AD FS SAML logout request results in Requester status code

We are trying to integrate an application login/logout with AD FS 3.0 using SAML 2.0. We have a Spring sample app that we have integrated and have working. While we can get SSO to work, we cannot get SLO to function. We have analyzed and compared the fully decoded/decrypted SAML conversations and only see compatible/spec-compliant differences. We tried editing our app as much as possible to mimic the sample app's behavior, but still, we receive a Requester status.
I enabled the AD FS Debug log, setting the log level to 5 and the various levels to Verbose in 

   C:\Windows\ADFS\Microsoft.IdentityServer.Servicehost.exe.config

and restarted the AD FS service. Even so, there is no debug log entry or admin log entry that tells why AD FS is rejecting the logout request (there are plenty of other messages). We are using redirect bindings. We verified that nameID and sessionIndex match up with what was given in the authn response. We are signing the logout request just like the sample app does.

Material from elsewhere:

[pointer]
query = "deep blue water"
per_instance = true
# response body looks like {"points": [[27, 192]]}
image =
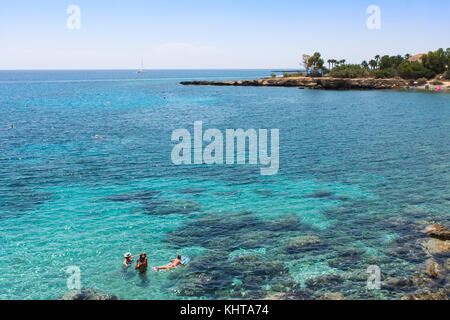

Here are the request and response:

<saml2p:LogoutRequest xmlns:saml2p="urn:oasis:names:tc:SAML:2.0:protocol" 
    Destination="https://domainc.azure.local/adfs/ls/" 
    ID="_b6cd15ae-bfaa-4699-b8c9-5edd6b306dd4" 
    IssueInstant="2015-06-16T21:59:28.568Z" 
    Reason="urn:oasis:names:tc:SAML:2.0:logout:user" 
    Version="2.0">
    <saml2:Issuer xmlns:saml2="urn:oasis:names:tc:SAML:2.0:assertion">
        https://dcm-k50/idp/saml
    </saml2:Issuer>
    <saml2:NameID xmlns:saml2="urn:oasis:names:tc:SAML:2.0:assertion">
        randall
    </saml2:NameID>
    <saml2p:SessionIndex>_2746bdba-54c2-41e6-98e4-54965066ce51</saml2p:SessionIndex>
</saml2p:LogoutRequest>

<samlp:LogoutResponse xmlns:samlp="urn:oasis:names:tc:SAML:2.0:protocol" 
    ID="_2546f7fe-37fa-4293-8029-d82eaf8f11b0" 
    Version="2.0" 
    IssueInstant="2015-06-16T21:59:26.821Z" 
    Destination="https://dcm-k50/idp/saml/logoutresponse" 
    Consent="urn:oasis:names:tc:SAML:2.0:consent:unspecified" 
    InResponseTo="_b6cd15ae-bfaa-4699-b8c9-5edd6b306dd4">
    <Issuer xmlns="urn:oasis:names:tc:SAML:2.0:assertion">http://domainc.azure.local/adfs/services/trust</Issuer>
    <samlp:Status>
        <samlp:StatusCode Value="urn:oasis:names:tc:SAML:2.0:status:Requester"/>
    </samlp:Status>
</samlp:LogoutResponse>

Is there any way to get AD FS to give more debug info? Any help is appreciated.